Alex opened Connie’s diary. She hadn’t used a bookmark or, God forbid, dog-eared a precious page. She didn’t need to. As if guided by some kind of physical memory from her hand going here so often, she opened the diary exactly where she needed to.
And she began to read.
It’s been two days since I’ve been able to pull you close to me again, Dear Diary, and I couldn’t wait to hold you and tell you all my secrets. I’ve missed you—more than I should and more than is logical—but you’ve been my only companion these last long months in this attic. The only one to know my voice. You and the child in my belly.
And now I’ve heard my baby’s voice too.
That’s right, Dear Diary. My baby girl was born just two days ago.
She came early in the morning. I didn’t cast out the night before because I knew she was so near to being born. The pain had started in my lower back, just a nagging ache. Nothing new with my big belly. But as the evening progressed, it moved to my stomach, my pelvis, my legs. Bands of pain tightening down on me, then mercifully loosened. Then started again. My labor had begun.
When Billy came up the stairs with my six o’clock meal, he found me kneeling on the floor, my face flushed with pain and a pool of water beneath me. He dropped the tray. Dropped it and ran screaming for his father. “It’s time, it’s time, it’s time!” Mother came then too, up the narrow stairway. But she followed several paces behind my stepfather and stood at the back of the room by the wardrobe.
She didn’t look up at me. She wouldn’t meet my eyes—not even once. I wondered if she was ashamed of me or ashamed of herself.
But my stepfather—that monster—met my eyes. He bellowed about the pain that God himself was giving me for being such a whore. And he demanded again that I tell him who was the father of my bastard baby.
Billy stood still. Still and threatening behind his father. Smirking. So very sure that I wouldn’t tell. He was right. But it wasn’t in fear of him hurting me. What more could he do? It was a different fear that kept me silent. If my stepfather knew the child was his own bloodline—his own grandchild—he might lay claim to her.
I couldn’t condemn my baby to that fate. Never. I needed to be able to imagine it in the arms of loving parents who’d waited for the miracle of a child. The baby wouldn’t be long in my arms. I’ve known that for quite some time. I’d heard the story in the fall—of what had become of me.
In my loneliness when I’d first cast out through the glass, I crept to windows or screened-in porch doors and listened as I hid in the dark shadows. Sometimes all there was to hear was a television. Or a radio. Sometimes all I heard was snoring, but I didn’t mind. It was such a human sound. But often I’d hear talking. And I’d listen so carefully. This was how I found out long ago what everyone in Mansbridge thought had become of me.

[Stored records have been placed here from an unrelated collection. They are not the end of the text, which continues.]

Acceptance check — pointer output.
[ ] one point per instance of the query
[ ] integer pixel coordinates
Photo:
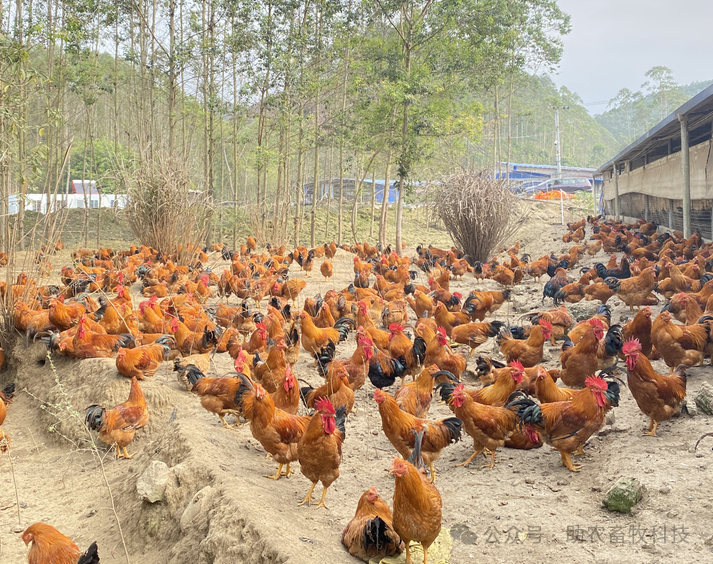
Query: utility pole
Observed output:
(559, 155)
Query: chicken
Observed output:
(315, 339)
(320, 448)
(287, 395)
(88, 344)
(276, 430)
(640, 328)
(506, 382)
(417, 503)
(398, 424)
(581, 361)
(141, 362)
(679, 344)
(489, 426)
(182, 364)
(475, 334)
(6, 397)
(634, 291)
(439, 353)
(370, 534)
(117, 426)
(547, 391)
(415, 397)
(327, 269)
(49, 546)
(658, 397)
(400, 346)
(566, 425)
(271, 373)
(528, 352)
(337, 390)
(217, 394)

I’d gone to Toronto, so the story went. That’s what I heard way back in September when I hovered outside a bedroom window at the Dufty house. Gone to stay with my late father’s widowed sister—but only for a bit.
No one said a thing about a baby—and oh, they would have! So no one knew of the pregnancy outside of Harvell House.

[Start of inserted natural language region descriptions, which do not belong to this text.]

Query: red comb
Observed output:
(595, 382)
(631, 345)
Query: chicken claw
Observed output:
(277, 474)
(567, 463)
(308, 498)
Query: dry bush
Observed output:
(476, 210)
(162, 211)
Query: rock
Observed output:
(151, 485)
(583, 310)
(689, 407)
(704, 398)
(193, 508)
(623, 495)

It was Billy himself who’d told me what would happen to my baby when it finally arrived. “You can’t keep it,” he taunted, wanting to hurt me all the more—any way he could. “Father said so and he’s the boss here now. He knows people in Montreal. They’re coming for the baby as soon as you have it. Coming to take it from you, Connie—you’ll never see it again!”

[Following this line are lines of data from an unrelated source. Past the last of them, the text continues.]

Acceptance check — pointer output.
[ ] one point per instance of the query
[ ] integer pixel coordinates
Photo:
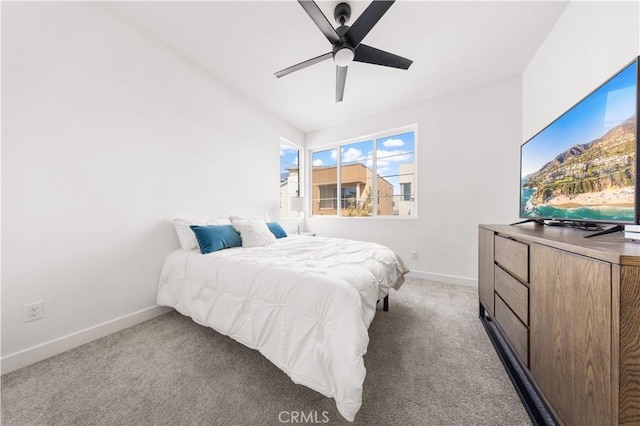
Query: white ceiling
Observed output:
(454, 46)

“You won’t either, Billy!” I thought this, but I didn’t dare say it. I didn’t want for a moment to put that thought in his head!
It was clear that my stepfather’s plan was for me to ‘come back home’ once my baby was adopted and I’d recovered my girlish form. No doubt he’d say that Toronto was just too big and cold and lonely for a small town girl like me, and I would be allowed to leave this attic at last.
Then, two days ago, my baby pushed from me, tearing my sanity until I screamed. When my stepfather stood over me, demanding one more time to know who had fathered my bastard, I bit my lip until it bled rather than tell him it was Billy’s.